Auch für die „untreue“ Landesbeamtin Carmen Larcher hat die Weitergabe der internen Dokumente ein Nachspiel.

Gegen Carmen Larcher wurden zwei Ermittlungen angestrengt. In einem Strang ermittelte die Staatsanwaltschaft Bozen gegen die Beamtin Carmen Larcher wegen Verletzung des Amtsgeheimnisses. Die Staatsanwaltschaft beantragte am Ende überraschend die Archivierung des Verfahrens, die auch vom Richter für die Voruntersuchung angenommen wurde. Allerdings: Gegen die Archivierung der Akte Carmen Larcher hat die Landesregierung (mit Beschluss vom 6. Juli 2021) Beschwerde eingelegt.

Der entsprechende Widerspruch wurde am 13. Juli dieses Jahres bei Gericht hinterlegt.

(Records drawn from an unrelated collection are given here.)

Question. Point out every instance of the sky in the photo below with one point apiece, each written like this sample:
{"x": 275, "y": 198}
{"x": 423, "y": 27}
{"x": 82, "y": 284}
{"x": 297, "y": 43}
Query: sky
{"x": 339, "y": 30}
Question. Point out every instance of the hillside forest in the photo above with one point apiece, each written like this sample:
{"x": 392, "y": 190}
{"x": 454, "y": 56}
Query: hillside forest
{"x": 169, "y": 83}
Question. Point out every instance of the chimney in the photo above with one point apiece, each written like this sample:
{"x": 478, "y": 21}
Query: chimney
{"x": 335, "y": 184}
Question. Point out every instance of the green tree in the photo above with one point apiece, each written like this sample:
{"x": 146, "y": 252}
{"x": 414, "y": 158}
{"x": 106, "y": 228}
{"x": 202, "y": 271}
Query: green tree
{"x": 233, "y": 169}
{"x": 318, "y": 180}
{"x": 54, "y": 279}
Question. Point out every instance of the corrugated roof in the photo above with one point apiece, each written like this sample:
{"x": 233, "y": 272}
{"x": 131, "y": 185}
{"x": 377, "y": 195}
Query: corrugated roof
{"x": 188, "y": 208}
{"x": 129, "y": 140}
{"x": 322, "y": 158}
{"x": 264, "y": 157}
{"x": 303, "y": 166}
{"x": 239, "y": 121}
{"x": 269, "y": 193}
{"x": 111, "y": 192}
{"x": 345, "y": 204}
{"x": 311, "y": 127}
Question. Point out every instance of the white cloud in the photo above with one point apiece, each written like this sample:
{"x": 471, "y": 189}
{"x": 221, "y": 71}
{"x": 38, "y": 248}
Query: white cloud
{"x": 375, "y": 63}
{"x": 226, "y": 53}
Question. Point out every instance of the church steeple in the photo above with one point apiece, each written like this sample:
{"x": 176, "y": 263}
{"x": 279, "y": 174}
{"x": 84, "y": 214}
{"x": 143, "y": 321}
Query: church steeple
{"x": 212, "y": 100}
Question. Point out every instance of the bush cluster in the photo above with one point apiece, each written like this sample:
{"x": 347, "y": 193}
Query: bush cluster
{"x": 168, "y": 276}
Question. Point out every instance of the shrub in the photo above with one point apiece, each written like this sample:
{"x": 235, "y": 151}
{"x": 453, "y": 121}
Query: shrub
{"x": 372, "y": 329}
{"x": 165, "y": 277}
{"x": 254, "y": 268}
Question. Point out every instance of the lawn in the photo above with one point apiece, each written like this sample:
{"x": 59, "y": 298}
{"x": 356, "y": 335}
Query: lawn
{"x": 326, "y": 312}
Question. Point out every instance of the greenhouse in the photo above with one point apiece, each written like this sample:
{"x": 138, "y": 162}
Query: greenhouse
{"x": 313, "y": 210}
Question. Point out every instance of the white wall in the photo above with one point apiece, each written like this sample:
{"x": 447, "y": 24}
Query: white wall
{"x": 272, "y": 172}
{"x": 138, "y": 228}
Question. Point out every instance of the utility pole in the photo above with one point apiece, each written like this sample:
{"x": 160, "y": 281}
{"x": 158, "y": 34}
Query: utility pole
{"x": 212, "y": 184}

Die Landesbeamtin Carmen Larcher hatte gegenüber den Behörden immer angegeben, sie habe aus „Freundschaft zur Familie Gatterer“ gehandelt. Gerichtsdokumente und Abhörprotokolle, die der TAGESZEITUNG vorliegen, belegen, dass die Verbindung zwischen der Beamtin im Landesamt für Motorisierung und SAD-Chef Ingemar Gatterer sehr intensiv war.

Ingemar Gatterer nennt die Beamtin in abgehörten Telefongesprächen einmal sogar „Chefin“. Einmal ist Carmen Larcher sogar während der Arbeitszeit von Bozen nach Pfalzen gefahren, um Gatterer zu treffen.

Gegen Carmen Larcher behängt noch ein zweites Strafverfahren.

Dabei geht es um das Verfahren mit dem Aktenzeichen 1632/2020 am Landesgericht in Trient.

Der Landesbeamtin wird die fortgesetzte Offenbarung und Nutzung von Amtsgeheimnissen (nach Artikel 326 des Strafgesetzbuches) vorgeworfen, weil sie als Bedienstete des Landesamtes für Motorisierung und somit als mit einer öffentlichen Dienstleistung betraute Person wiederholt und missbräuchlich den Zugang zum zentralen Informationssystem der Kfz-Zulassungsstelle genutzt und die solcherart erlangten Informationen an Dritte (an Ingemar Gatterer) weitergegeben hat.

Zwischen November 2018 und März 2019 soll Carmen Larcher – laut den Gerichtsakten – über ihren Username und ihr Passwort Informationen über drei Personen eingeholt haben. Bei den drei Personen, zu denen Carmen Larcher Infos aus dem Zentralcomputer abgerufen hat, handelt es sich um Angestellte des Busunternehmens SAD.

Die Vorverhandlung in diesem Fall ist auf den 25. November festgelegt worden.